While it’s more widely-used than ever, the phrase is far from perfect.

By Bianca Pencz
[culture editor]

It’s rare that feminist buzzwords make it as far into the mainstream as the term “slut-shaming” has. However, what happens now that some feminists have said they don’t think the term should exist in the first place?

Currently, Googling the term gets you almost 800,000 hits. A more specific search like, say, “Miley Cyrus” and “slut-shaming” will still get you 115,000 hits, and everyone from progressive news outlets to Christian webzines have used the term in their headlines.

But for all the people using it, can anyone explain exactly what it means?

In a Huffington Post article titled “Slut-Shaming and Rape Culture,” the term is described as “shaming or ridiculing girls” for being supposedly promiscuous, for being loud rather than quiet, dynamic rather than submissive, or independent rather than dependent on men, and for wearing, well, virtually anything other than a Victorian dress and bloomers.

Feminists come in all shapes and sizes and they don’t always agree with each other. (Bianca Pencz/The Runner)

If reading through the above explanation gave you a sense of déjà vu, you might already know why the term is being criticized.

In her article for Feminist Current, “It’s not ‘slut-shaming,’ it’s woman hating,” Meghan Murphy pleads with her readers to ditch the “confusing” term because the word “misogyny” is in the dictionary already.

“This whole ‘slut-pride’ thing and terms like ‘slut-shaming’ reinforce the very dichotomies feminism works to destroy,” Murphy writes. “Like sex, don’t like sex, whatever. You aren’t a ‘slut’ either way. You’re a woman.”

Kari Michaels, co-founder of Women Organizing Opportunities for Women (WOOW), agrees that the term’s attempt at “slut” reclamation could be more trouble than it’s worth. She also doesn’t see a difference between what media have coined “slut-shaming” and plain old misogyny.

“Part of that stems from the implicit attachment to gender that slut-shaming has,” she says. “You’re automatically targeting a woman. You’re talking about female sexuality and appropriate behaviour for women.”

Michaels admits she uses the phrase occasionally, because it’s been so popularly embraced, but says that something like “sex-shaming” could easily replace it.

“The problem with the word ‘slut’ is that there’s no actual definition; everyone has their own idea. It can mean sexual activity and lack of sexual activity,” she says. “At the end of the day, what are you perpetuating? You’re perpetuating a word that means hating a woman, and why would we want to do that?”

Michaels also brings up the fact that certain groups are more comfortable with the idea of reclaiming the slur than others.

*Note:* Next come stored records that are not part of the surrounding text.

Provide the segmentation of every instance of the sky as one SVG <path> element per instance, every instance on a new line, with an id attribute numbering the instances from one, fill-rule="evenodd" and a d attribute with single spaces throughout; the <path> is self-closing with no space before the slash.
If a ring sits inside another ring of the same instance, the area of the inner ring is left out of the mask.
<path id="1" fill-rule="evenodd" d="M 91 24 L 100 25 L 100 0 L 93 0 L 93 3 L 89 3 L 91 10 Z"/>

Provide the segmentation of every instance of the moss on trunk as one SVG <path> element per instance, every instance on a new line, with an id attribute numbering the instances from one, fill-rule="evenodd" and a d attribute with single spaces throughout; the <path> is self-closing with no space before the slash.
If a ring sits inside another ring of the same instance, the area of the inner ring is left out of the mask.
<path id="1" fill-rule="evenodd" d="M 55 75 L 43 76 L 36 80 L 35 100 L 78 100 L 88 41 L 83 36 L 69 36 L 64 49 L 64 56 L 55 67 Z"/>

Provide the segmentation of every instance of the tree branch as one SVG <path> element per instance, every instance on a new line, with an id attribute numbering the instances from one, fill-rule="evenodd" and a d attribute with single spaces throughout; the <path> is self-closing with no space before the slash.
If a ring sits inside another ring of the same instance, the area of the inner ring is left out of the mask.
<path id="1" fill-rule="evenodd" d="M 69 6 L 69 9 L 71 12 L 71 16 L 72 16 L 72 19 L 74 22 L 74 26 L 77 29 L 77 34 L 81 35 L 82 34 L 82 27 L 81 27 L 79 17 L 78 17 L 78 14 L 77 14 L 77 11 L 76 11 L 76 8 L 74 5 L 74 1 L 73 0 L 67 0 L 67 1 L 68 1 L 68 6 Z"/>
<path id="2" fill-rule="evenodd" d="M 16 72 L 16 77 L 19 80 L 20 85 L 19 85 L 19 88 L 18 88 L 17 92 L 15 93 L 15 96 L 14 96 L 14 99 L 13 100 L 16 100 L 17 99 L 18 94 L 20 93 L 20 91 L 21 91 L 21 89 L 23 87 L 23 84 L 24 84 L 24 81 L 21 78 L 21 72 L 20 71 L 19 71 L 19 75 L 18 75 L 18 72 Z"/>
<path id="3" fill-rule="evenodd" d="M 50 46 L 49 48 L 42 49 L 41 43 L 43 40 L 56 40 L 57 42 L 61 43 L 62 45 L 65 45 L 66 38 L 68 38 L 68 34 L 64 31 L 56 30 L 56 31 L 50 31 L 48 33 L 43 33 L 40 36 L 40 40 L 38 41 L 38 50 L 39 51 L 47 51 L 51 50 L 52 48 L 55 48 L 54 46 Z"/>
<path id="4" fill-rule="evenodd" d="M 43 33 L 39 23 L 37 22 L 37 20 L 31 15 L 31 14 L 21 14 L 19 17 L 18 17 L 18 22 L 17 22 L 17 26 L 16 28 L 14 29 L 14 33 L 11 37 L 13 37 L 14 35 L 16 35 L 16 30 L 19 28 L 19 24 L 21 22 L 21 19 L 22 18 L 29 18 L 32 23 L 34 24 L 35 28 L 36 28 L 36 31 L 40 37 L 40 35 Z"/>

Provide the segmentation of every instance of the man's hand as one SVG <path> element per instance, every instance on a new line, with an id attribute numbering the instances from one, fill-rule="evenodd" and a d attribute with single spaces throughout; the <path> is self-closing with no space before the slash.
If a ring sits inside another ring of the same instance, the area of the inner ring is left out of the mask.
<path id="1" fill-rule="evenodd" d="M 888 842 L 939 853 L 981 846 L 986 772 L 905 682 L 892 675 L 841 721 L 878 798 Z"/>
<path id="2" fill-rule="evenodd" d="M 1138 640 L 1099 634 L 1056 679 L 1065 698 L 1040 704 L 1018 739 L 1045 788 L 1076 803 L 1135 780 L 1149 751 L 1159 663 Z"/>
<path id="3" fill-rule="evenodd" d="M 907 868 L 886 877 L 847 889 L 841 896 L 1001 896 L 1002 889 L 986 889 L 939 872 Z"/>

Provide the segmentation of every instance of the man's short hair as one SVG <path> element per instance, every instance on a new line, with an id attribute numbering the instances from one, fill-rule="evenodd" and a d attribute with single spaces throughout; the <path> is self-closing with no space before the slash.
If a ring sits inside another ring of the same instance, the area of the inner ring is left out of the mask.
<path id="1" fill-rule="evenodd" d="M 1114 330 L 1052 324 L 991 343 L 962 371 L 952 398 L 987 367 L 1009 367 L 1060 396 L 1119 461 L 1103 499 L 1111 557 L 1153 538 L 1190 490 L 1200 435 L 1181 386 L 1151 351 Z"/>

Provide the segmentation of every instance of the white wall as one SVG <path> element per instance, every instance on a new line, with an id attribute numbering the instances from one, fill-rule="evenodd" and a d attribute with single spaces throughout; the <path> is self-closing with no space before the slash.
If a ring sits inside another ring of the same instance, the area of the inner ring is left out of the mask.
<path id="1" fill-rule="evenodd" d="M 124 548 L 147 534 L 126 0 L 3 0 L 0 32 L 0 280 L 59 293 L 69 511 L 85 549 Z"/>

Women of colour, specifically black women and Latina women, have a very different history with the word than white women do.

A lack of sensitivity towards that is partly why “Slutwalk,” an anti-slut-shaming protest march that has taken place in many different parts of the world, has been accused of indifference in the face of concerns over the slur in its name, because many of those concerns come from women of colour.

Yet more people have expressed distaste for the term “slut-shaming” because it is often used in reference to underage girls or victims of sexual assault.

In a post on the social blogging website Tumblr, a user called Kstipetic linked to an article in which the reporter referred to the community-wide bullying and harassment of a 14-year-old rape victim as “slut-shaming.”

“Here is a wonderful example of how pointlessly hurtful this phrase can be,” the user writes. “The phrase implies that the victim is being ‘shamed’ for being a ‘slut.’ The reporter is implicitly calling the victim a slut.”

“So please, just stop it with this phrase. If you want to reclaim an insult for yourself, fine, but it’s not possible to reclaim an insult on another person’s behalf.”